My friends, the sobering reality we must face is that this world is dying. We all know this. There are over 7 billion people on the planet and the vast majority do not know Jesus. And most of the members of that majority will never come to know Him. They will spend all of eternity separated from Him.

This should bring us to our knees in tears.

This post is about what it means to live a daring "even if" life of faith. And I am here to remind you that the two things that should compel us to live with bold faith are: 1) Christ paid the ultimate price for our reconciliation and has made us His ambassadors, and 2) this world desperately needs to know the hope of Jesus Christ because it is dying in utter hopelessness without Him.

And friends, we have this treasure.  We have this hope.

Paul said that the love of Christ compelled him to share the Gospel of Jesus Christ wherever he went, and to whomever he encountered - whether it was a person attending a local synagogue or one of the most powerful leaders in Roman government. And this he did even in the face of persecution and the threat of death.

We too, need to be reminded of the great love of God, and allow the hope of reconciliation with Him through Christ to compel us to step out of our places of comfort in order to speak the life-giving Truth of the hope we have for eternity with God, forever reconciled to Him.

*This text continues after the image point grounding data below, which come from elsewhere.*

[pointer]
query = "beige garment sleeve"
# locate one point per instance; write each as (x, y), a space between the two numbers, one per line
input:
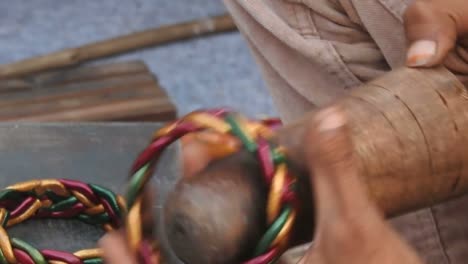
(312, 51)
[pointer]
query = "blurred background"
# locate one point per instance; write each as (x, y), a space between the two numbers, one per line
(211, 71)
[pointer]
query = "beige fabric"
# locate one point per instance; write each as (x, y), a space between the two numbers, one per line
(313, 51)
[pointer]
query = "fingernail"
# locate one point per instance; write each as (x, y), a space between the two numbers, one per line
(420, 53)
(331, 119)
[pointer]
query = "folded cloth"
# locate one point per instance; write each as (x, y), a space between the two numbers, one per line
(312, 51)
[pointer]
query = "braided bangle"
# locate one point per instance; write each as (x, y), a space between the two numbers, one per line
(62, 198)
(281, 204)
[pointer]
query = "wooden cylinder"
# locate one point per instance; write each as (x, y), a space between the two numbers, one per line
(409, 130)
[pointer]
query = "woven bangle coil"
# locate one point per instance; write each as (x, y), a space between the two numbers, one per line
(92, 204)
(52, 198)
(254, 135)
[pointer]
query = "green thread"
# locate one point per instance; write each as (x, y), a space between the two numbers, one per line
(250, 145)
(64, 204)
(109, 196)
(32, 252)
(135, 185)
(272, 231)
(93, 261)
(3, 260)
(5, 220)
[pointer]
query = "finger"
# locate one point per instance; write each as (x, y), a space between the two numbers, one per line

And we can do this because God, no matter what circumstance we face, will never abandon us, or allow us to be destroyed. Romans 8:37 says that we are "more than conquerors" through Christ. We have no need to be fearful of what we may encounter - whether ridicule or even death - because these things are but a vapor in the wind. They are simply light and momentary troubles in the face of eternity. 

What Does All of This Mean for Us?

Friends, I am not saying that we all have to pack our bags and travel the world preaching the Gospel like Paul and the other early missionaries did. I am saying that every aspect of our lives should function under the compulsion that comes with knowing the hope of Christ.

Whether we verbally preach the Gospel in rural Asia or simply live out our lives in a way that reflects the love of Christ no matter where we happen to be, it all should be rooted in the reality that we have this amazing treasure which has been given to us to share with others.

Because the hope of Christ compels us, we stand firm in the midst of great tragedy, knowing He will carry us through. Because the love of Christ compels us, we step out of our place of security and tell our neighbor about Jesus. Because the hope and love of Christ compels us, we seek to honor Him in every aspect of our lives so that the people around us will see His great light and desire to know Him as a result.

This is our mission, and our calling as believers, whether we serve Him in our native countries or in a place foreign to us.


1. What has encouraged you about the example of Paul? What challenges you?

2. How are you endeavoring to live out the call to be an ambassador of Christ where you are?

3. In what ways do you believe God is calling you to serve Him in your context?